Magazine Luiza prevê receita de R$ 15 bilhões em 2015

Rede confirmou ontem a aquisição da nordestina Lojas Maia, e disse que quer entrar agora no RJ, ES e na Região Norte

Rodrigo Petry, O Estado de S.Paulo

20 de julho de 2010 | 00h00

A rede varejista Magazine Luiza anunciou ontem seu plano estratégico que prevê atingir em 2015 uma receita bruta anual de R$ 15 bilhões. "Essa projeção leva em consideração um crescimento anual de 15% das vendas, a expansão orgânica, o comércio eletrônico, as aquisições e a manutenção do atual cenário econômico", afirmou o superintendente da empresa, Marcelo Silva. Com a aquisição, na última semana, da rede nordestina Lojas Maia, com foco nas classes C e D, o faturamento da companhia deverá encerrar 2010 em aproximadamente R$ 6 bilhões, num total de 611 lojas em 16 Estados.

"Queremos consolidar os mercados em que já estamos e, depois, avançar para novas regiões", afirmou Silva. Segundo ele, a meta da companhia para os próximos cinco anos é entrar nos mercados do Rio de Janeiro e do Espírito Santo, Estados onde ainda não atua, e na Região Norte, além de ampliar a representatividade no Centro-Oeste e Nordeste. A presidente da companhia, Luiza Trajano, afirmou que as expansões poderão vir por meio de aquisições ou crescimento orgânico. A executiva disse, porém, que atualmente o grupo não negocia a compra de nenhuma outra rede.

Segundo ela, o foco da companhia neste momento será fazer a transição e a consolidação dos resultados. Apesar do acordo com a Lojas Maia ter sido assinado no último dia 16, a companhia irá assumir a rede nordestina apenas no dia 1.º de agosto. Durante as próximas duas semanas, estará ocorrendo o processo de duo diligence (levantamento dos números financeiros da empresa comprada). Assim como o Magazine Luiza, a Lojas Maia tem balanço auditado pela Deloitte.

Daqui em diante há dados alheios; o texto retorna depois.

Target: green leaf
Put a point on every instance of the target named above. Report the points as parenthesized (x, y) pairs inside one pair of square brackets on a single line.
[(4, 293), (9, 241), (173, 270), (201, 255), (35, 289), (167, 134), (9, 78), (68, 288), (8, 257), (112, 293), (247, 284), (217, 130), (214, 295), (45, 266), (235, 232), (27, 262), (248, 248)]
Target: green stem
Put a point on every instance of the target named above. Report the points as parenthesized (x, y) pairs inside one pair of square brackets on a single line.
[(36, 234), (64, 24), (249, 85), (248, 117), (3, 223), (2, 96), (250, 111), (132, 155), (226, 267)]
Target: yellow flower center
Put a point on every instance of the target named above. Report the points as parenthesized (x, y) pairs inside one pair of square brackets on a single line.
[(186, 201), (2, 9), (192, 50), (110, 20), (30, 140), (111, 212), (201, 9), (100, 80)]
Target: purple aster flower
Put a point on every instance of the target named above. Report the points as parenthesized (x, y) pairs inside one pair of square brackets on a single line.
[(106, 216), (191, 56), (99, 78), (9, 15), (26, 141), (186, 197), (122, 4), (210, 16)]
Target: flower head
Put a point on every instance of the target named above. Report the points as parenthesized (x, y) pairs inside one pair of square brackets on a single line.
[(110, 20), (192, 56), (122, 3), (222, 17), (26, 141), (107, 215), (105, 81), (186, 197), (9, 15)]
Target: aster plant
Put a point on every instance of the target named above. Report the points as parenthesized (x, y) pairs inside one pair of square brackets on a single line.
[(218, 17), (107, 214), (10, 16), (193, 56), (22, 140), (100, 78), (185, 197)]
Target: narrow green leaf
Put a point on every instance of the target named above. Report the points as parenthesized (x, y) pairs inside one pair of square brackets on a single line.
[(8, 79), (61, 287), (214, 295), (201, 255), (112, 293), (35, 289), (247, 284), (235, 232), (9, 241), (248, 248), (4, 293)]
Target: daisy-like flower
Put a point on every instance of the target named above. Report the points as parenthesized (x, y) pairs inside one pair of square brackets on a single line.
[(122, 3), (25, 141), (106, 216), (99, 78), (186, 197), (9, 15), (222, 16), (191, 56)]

Luiza Trajano disse não prever dificuldade na unificação das bases de cartões próprios das duas varejistas, que, juntas, vão totalizar 3,4 milhões de cartões. O parceiro do Magazine Luiza no financiamento ao consumidor é o Itaú Unibanco, enquanto a Lojas Maia tem contrato com o Banco do Brasil.

Oficialmente, a empresa se recusou a divulgar os valores da negociação, atendendo a um pedido dos antigos controladores da Lojas Maia. Segundo apurou o Estado, o valor do negócio foi R$ 290 milhões, sendo a maior parte em assunção de dívidas e cerca de R$ 100 milhões para o pagamento aos acionistas da rede nordestina. A transação contou com a assessoria do escritório Demarest & Almeida, pelo lado da Lojas Maia, e do escritório Mattos Filho, Veiga Filho, Marrey Jr. e Quiroga e do BR Partners pelo lado do Magazine Luiza.

Abertura de capital. Marcelo Silva destacou também que a companhia vem ampliando as práticas de governança corporativa, com a criação de uma diretoria executiva e um conselho de administração. Segundo ele, a empresa está preparada para fazer uma Oferta Pública de Ações (IPO, na sigla em inglês) na Bolsa.

"Vai chegar a hora, tudo vai depender do mercado. Só não sei quando", disse o executivo. O cenário para que a empresa atinja um faturamento de R$ 15 bilhões em 2015 desconsidera a abertura de capital.